Search code examples
pythonmachine-learningscikit-learnlasso-regression

How to build a predict function with Lasso and RobustScalar?


I'm trying to figure out how to predict values with LASSO regression without using the .predict function that Sklearn provides. This is basically just to broaden my understanding of how LASSO works internally. I asked a question on Cross Validated about how LASSO regression works, and one of the comments mentioned how the predict function works the same as in Linear Regression. Because of this, I wanted to try and make my own function to do this.

I was able to successfully recreate the predict function in simpler examples, but when I try to use it in conjunction with RobustScaler, I keep getting different outputs. With this example, I'm getting the prediction as 4.33 with Sklearn, and 6.18 with my own function. What am I missing here? Am I not inverse transforming the prediction correctly at the end?

import pandas as pd
from sklearn.preprocessing import RobustScaler
from sklearn.linear_model import Lasso
import numpy as np

df = pd.DataFrame({'Y':[5, -10, 10, .5, 2.5, 15], 'X1':[1., -2.,  2., .1, .5, 3], 'X2':[1, 1, 2, 1, 1, 1], 
              'X3':[6, 6, 6, 5, 6, 4], 'X4':[6, 5, 4, 3, 2, 1]})

X = df[['X1','X2','X3','X4']]
y = df[['Y']]

#Scaling 
transformer_x = RobustScaler().fit(X)
transformer_y = RobustScaler().fit(y) 
X_scal = transformer_x.transform(X)
y_scal = transformer_y.transform(y)

#LASSO
lasso = Lasso()
lasso = lasso.fit(X_scal, y_scal)

#LASSO info
print('Score: ', lasso.score(X_scal,y_scal))
print('Raw Intercept: ', lasso.intercept_.round(2)[0]) 
intercept = transformer_y.inverse_transform([lasso.intercept_])[0][0]
print('Unscaled Intercept: ', intercept) 
print('\nCoefficients Used: ')
coeff_array = lasso.coef_
inverse_coeff_array = transformer_x.inverse_transform(lasso.coef_.reshape(1,-1))[0]
for i,j,k in zip(X.columns, coeff_array, inverse_coeff_array):
    if j != 0:
        print(i, j.round(2), k.round(2))

#Predictions
example = [[3,1,1,1]]
pred = lasso.predict(example)
pred_scal = transformer_y.inverse_transform(pred.reshape(-1, 1))
print('\nRaw Prediction where X1 = 3: ', pred[0])
print('Unscaled Prediction where X1 = 3: ', pred_scal[0][0])

#Predictions without using the .predict function 
def lasso_predict_value_(X1,X2,X3,X4): 
    print('intercept: ', intercept)
    print('coef: ', inverse_coeff_array[0])
    print('X1: ', X1)
    preds = intercept + inverse_coeff_array[0]*X1
    print('Your predicted value is: ', preds)

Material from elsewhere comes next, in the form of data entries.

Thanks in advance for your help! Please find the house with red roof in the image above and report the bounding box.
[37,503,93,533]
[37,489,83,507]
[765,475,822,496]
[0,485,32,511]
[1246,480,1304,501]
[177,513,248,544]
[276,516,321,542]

lasso_predict_value_(3,1,1,1)

Solution

  • The trained Lasso does not have any information whether the given datapoint is scalled or not. Hence your manual method to do the predict should not take the scalling aspect of it.

    If I remove your processing on the model co-efficients, we can get the result of sklearn model

    
    example = [[3,1,1,1]]
    lasso.predict(example)
    
    # array([0.07533937])
    
    
    #Predictions without using the .predict function 
    def lasso_predict_value_(X1,X2,X3,X4): 
        x_test = np.array([X1,X2, X3, X4])
        preds = lasso.intercept_ + sum(x_test*lasso.coef_)
        print('Your predicted value is: ', preds)
    
    
    lasso_predict_value_(3,1,1,1)
    
    # Your predicted value is:  [0.07533937]
    
    

    Update 2:

    Once I use LASSO, I then need to see what my predictions were in their original units. My dependent variable is in dollar amounts, and if I don't inverse transform it back, I'm unable to see how many dollars I need for the prediction.

    This is a very valid scenario. You need to apply the transformer_y.inverse_transform to get your unscalled dollar amount value. There is no need for disturbing the model weights.

    Updated example

    example = [[3,1,1,1]]
    scaled_pred = lasso.predict(transformer_x.transform(example))
    transformer_y.inverse_transform([scaled_pred])
    # array([[4.07460407]])
    
    #Predictions without using the .predict function 
    def lasso_predict_value_(X1,X2,X3,X4): 
        x_test = transformer_x.transform(np.array([X1,X2, X3, X4]).reshape(1,-1))[0]
        preds = lasso.intercept_ + sum(x_test*lasso.coef_)
        print('Your predicted value is: ', preds)
        print('Your unscaled predicted value is: ', 
              transformer_y.inverse_transform([scaled_pred]))
    
    
    lasso_predict_value_(3,1,1,1)
    # Your predicted value is:  [0.0418844]    
    # Your unscaled predicted value is:  [[4.07460407]]